International Business Department           Liu Bojia           April 9, 2023

  As the most common neurodegenerative disease, Alzheimer's disease can severely impair memory, thinking ability, and may eventually lead to death. A classic symptom of Alzheimer's disease is beta amyloid plaques, a build-up of beta amyloid in the brain that leads to neurotangles that are strongly associated with brain atrophy as well as cognitive decline.

  In 2023, lecanemab, the first new Alzheimer's disease drug in nearly 20 years to be fully approved by the FDA, succeeded in altering the course of Alzheimer's disease precisely through the therapeutic effect of an antibody that binds specifically to beta amyloid.

  Now, in a Science Translational Medicine paper, a team of researchers from Washington University in St. Louis has demonstrated a new strategy for clearing toxic protein plaques: by restoring the protein-cleansing capacity of immune cells of the nervous system through antibodies, they directly mobilise their own microglia to reduce amyloid depos its.

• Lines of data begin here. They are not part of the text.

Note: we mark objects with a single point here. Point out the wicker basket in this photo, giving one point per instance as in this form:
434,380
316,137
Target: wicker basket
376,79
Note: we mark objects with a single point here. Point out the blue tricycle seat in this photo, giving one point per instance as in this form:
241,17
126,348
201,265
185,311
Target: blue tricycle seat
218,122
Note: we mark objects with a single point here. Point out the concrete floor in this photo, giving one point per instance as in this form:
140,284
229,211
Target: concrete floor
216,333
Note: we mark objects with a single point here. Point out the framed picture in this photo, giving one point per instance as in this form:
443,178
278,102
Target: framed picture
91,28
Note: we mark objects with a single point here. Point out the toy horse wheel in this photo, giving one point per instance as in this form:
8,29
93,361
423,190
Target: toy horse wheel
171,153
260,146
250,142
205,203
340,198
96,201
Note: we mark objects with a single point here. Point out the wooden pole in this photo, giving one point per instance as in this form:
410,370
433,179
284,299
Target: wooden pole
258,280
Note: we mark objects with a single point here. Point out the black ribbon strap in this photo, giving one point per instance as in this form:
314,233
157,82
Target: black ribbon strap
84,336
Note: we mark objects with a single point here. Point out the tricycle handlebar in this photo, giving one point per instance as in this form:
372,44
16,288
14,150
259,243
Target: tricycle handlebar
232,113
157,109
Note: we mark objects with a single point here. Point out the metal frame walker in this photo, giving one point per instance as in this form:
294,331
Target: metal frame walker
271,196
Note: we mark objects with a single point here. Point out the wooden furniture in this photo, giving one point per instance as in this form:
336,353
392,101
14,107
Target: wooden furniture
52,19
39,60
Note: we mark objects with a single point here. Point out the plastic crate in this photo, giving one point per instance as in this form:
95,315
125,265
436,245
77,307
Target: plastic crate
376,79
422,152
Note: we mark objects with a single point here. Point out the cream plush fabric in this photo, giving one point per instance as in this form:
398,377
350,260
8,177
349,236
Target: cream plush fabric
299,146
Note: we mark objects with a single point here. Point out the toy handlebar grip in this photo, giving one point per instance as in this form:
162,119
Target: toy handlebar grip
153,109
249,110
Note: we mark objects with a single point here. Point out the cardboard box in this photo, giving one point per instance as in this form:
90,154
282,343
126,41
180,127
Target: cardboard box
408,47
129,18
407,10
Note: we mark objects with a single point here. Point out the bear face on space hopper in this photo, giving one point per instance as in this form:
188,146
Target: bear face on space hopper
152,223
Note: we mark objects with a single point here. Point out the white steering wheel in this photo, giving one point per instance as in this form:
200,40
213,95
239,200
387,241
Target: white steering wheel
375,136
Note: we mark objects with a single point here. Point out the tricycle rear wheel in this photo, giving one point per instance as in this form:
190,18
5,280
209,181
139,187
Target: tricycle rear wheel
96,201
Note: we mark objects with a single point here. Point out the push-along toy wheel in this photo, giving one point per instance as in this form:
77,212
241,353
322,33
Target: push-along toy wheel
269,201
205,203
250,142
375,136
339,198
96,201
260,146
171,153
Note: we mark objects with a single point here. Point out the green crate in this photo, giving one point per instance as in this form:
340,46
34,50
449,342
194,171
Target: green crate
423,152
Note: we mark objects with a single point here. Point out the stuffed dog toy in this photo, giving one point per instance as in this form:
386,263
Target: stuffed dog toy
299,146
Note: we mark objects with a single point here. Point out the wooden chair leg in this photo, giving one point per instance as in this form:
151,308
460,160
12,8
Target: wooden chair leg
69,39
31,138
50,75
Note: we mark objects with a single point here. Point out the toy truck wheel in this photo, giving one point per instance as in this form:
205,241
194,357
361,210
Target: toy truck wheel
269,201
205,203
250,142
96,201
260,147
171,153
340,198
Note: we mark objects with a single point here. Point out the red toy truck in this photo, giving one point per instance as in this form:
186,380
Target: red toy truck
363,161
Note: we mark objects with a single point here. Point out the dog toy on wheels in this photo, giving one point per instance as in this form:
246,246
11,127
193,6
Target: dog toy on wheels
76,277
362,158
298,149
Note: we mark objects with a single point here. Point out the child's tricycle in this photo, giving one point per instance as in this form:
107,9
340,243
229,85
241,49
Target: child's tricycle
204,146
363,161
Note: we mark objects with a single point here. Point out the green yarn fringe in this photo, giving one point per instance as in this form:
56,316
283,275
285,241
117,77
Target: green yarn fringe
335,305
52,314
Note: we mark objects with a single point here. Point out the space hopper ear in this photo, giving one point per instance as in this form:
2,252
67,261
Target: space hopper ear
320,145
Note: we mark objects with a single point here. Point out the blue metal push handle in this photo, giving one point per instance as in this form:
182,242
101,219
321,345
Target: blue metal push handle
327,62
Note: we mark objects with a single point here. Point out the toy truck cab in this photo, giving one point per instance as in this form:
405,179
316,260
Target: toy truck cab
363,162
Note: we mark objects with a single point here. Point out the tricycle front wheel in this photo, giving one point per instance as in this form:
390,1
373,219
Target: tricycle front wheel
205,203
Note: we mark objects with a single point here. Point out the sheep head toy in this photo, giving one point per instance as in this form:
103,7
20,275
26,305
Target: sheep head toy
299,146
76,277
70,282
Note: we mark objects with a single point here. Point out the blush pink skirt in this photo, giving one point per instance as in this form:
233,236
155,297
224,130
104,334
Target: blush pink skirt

In mouse experiments, this new immunotherapy was successful in reducing toxic plaques and attenuating behavioural abnormalities in Alzheimer's disease-like mice, making it a highly promising potential therapy.

  Microglia are the most important class of immune cells in the central nervous system, which normally form a barrier around amyloid plaques to control the spread of harmful proteins, and can also engulf and destroy these protein plaques.

  In Alzheimer's disease, however, the ability of microglia to clear plaques is significantly diminished, and this difference may be related to the ApoE protein. As a component of amyloid plaques, the ApoE protein is able to bind to the leukocyte immunoglobulin-like receptor LILRB4 on microglia surrounding plaques, inhibiting microglia activity.

  Examining brain tissue sections from patients with Alzheimer's disease, the team found that the patients had a large number of LILRB4 receptors on the surface of their microglia; using a transgenic mouse model that expresses the human LILRB4 receptor, the team further confirmed this finding and demonstrated that LILRB4 inhibits the ability of microglia to clear β-amyloid plaques.

  The above findings also point to potential routes for treatment. The research team designed a monoclonal antibody against human LILRB4 and treated a mouse model with beta amyloid plaques in the brain and found that the antibody blocked the binding of ApoE to LILRB4 and enhanced the activity of microglia. These activated microglia were also effective in reducing plaques in the mice's brains.

  The use of the brand new antibody also caused behavioural changes in behavioural tests, mitigating risk-taking behaviour in the mice. People with Alzheimer's disease tend to lack memory of past experiences and therefore may engage in risk-taking behaviour, such as being more susceptible to deception. Antibody treatments used to remove protein plaques, on the other hand, have shown the potential to change behaviour.

  Notably, drugs that directly target amyloid plaques can cause potentially serious side effects. In patients with Alzheimer's disease, beta amyloid builds up in the walls of the brain's arteries as well as in other parts of the brain tissue. If the plaque is removed from the blood vessels in the brain, it may cause swelling and bleeding, a side effect known as amyloid-related imaging abnormalities (ARIA). The mice used in this study lacked amyloid plaque on their blood vessels, so the researchers have not yet been able to assess whether this side effect exists. They are currently testing this risk in a mouse model with plaque on brain arteries.

  "Lecanemab, as the first therapeutic antibody capable of altering the course of the disease, confirms the importance of beta amyloid in the progression of Alzheimer's disease," said Professor David Holtzman, an author of the paper, "and it opens up new opportunities for the development of other immunotherapies, the These therapies use different approaches to remove harmful proteins from the brain."

  The team noted that since toxic protein plaques are not only associated with Alzheimer's disease, but are also characteristic of a number of neurodegenerative diseases such as Parkinson's disease, amyotrophic lateral sclerosis, and Huntington's disease, this immunotherapy could have far-reaching implications for the treatment of a wider range of neurodegenerative diseases. The research team is also currently exploring other potential immunotherapies to remove harmful proteins that may promote other diseases.